Lawsuit Challenges State on Dispensary Licensing

Lawsuit Challenges State on Dispensary Licensing
Chet Patel and Roshan Patel each own 22.5% of the new Pine Bluff dispensary. (Composite photo)

A company rejected for an Arkansas medical marijuana dispensary license is suing to clear the air over the state’s process of selecting replacement retail outlets when the original licensees fail to open for business.

Medicanna LLC of Pine Bluff filed suit Feb. 13 in Pulaski County Circuit Court, claiming that the state violated its right to be granted a replacement dispensary license as Zone 7’s fifth-best-scoring application. The state granted four licenses in each of eight zones across the state a year ago, but the Medical Marijuana Commission voted earlier this month to grant a 33rd dispensary license.

But instead of going to Medicanna LLC, led by Elizabeth Parker, the license went to Nature’s Herbs & Wellness, which plans to open a Pine Bluff store under the ownership of Arkansas hoteliers Chet Patel, Laxmiben Patel, Roshan Patel and Darshan Patel, as well as Jessica Johnson. The new license followed frustration by board members over delays in opening some dispensaries a full year after they gained licenses. Particular annoyance was reserved for Pine Bluff Agriceuticals, owned by Michael and Teresa Ann Wilkins, which didn’t even have certainty on its site.

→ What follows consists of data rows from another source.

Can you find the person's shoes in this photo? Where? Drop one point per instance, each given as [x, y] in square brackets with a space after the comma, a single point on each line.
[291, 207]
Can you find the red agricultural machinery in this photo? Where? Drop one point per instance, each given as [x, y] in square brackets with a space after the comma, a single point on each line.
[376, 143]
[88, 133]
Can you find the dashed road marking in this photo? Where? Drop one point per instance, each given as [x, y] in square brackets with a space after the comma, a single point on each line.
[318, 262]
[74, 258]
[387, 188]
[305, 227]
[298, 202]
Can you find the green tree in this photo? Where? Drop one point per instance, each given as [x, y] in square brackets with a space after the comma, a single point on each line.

Medicanna’s lawsuit says the license went to Nature’s Herbs capriciously, and that the commission’s decision was “plagued by unlawful and inconsistent procedures,” particularly in ruling out Medicanna on the basis that it had received a partial reimbursement of its license application fee.

Update: Tuesday, Feb. 25, 2020: Pulaski County Judge Wendell Griffen temporarily barred the state Medical Marijuana Commission from issuing dispensary licenses pending a preliminary injunction hearing in the case.

Defendants in the suit are the Arkansas Department of Finance & Administration, its Alcoholic Beverage Control Division and the Arkansas Medical Marijuana Commission. The complaint says the state ignored its rules requiring replacement licenses to go to the next high-scoring applicant, ruling instead that Medicanna was disqualified by accepting the return of half its $7,500 application fee.

The ABC’s “nonsensical and directly contradictory rationale,” the lawsuit said, was that Medicanna “is no longer an applicant because it was refunded half its application fee. Again, the rules require that any applicant not in the top four be refunded half of their fee.”

Chris Burks of WH Law PLLC, who is representing Medicanna, did not respond to a request for comment. Scott Hardin, an ADF&A spokesman, said his department had been served with the suit on Tuesday and was “reviewing it along with our attorneys (the Attorney General’s office).”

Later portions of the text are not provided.